The Red Cross said its teams were working on evacuating wounded people in Tripoli, Lebanon's second largest city and one of the most neglected regions in Lebanon.

Scattered anti-government protests resumed last week as the government began easing the weeks-long lockdown to limit the spread of the new coronavirus in Lebanon, which has reported 710 cases and 24 deaths so far.

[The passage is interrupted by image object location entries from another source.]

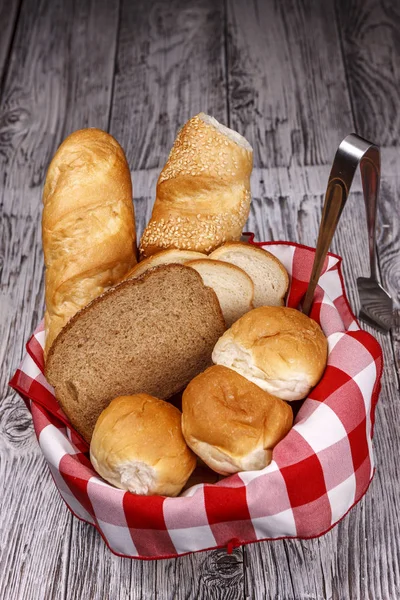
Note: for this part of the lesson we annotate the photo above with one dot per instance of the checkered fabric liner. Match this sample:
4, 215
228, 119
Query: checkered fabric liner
318, 472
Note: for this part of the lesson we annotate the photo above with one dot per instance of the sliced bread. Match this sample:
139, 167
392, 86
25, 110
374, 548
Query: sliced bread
269, 276
165, 257
234, 288
152, 334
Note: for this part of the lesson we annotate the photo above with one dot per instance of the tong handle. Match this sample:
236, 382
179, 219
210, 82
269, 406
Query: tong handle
353, 151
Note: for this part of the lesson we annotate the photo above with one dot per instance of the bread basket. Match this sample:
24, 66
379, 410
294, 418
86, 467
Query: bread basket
319, 470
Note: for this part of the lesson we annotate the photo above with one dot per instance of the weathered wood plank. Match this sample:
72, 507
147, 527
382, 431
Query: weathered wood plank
348, 561
287, 93
170, 66
9, 10
213, 575
370, 32
170, 70
54, 84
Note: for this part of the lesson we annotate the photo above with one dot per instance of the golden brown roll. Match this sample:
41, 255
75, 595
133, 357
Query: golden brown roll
203, 192
88, 224
279, 349
230, 423
137, 445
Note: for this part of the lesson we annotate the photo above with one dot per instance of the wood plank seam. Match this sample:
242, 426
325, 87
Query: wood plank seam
111, 104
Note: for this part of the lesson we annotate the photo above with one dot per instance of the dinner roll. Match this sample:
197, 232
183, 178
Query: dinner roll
230, 423
137, 445
279, 349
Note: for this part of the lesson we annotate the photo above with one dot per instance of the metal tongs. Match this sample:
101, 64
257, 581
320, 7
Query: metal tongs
376, 303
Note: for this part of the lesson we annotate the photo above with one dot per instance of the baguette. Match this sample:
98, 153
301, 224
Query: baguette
88, 225
203, 192
269, 276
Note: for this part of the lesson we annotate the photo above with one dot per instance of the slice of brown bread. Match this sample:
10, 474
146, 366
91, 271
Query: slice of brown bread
152, 334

The number of registered cases has dropped over the past two weeks, leading to the shortening of the nighttime curfew by one hour and allowing some businesses to resume work on Monday.

The virus outbreak has exacerbated a severe economic and financial crisis gripping the country since late last year, the most serious to hit Lebanon since the end of its 1975-90 civil war.

The Lebanese national currency hit a new record low over the weekend, with 4,000 pounds to the dollar on the black market while the official price remained at 1,507 pounds.

Tripoli is the capital of northern Lebanon, where unemployment is among the highest in the country and poverty is widespread.
Earlier Monday, scattered anti-government protests broke out in several parts of the country, leading to road closures that prevented medical teams from setting out from Beirut to conduct coronavirus tests across the country.

The Health Ministry said its teams would try again on Tuesday, urging protesters to let the paramedics work to evaluate the spread of the virus in the tiny country of 5 million people.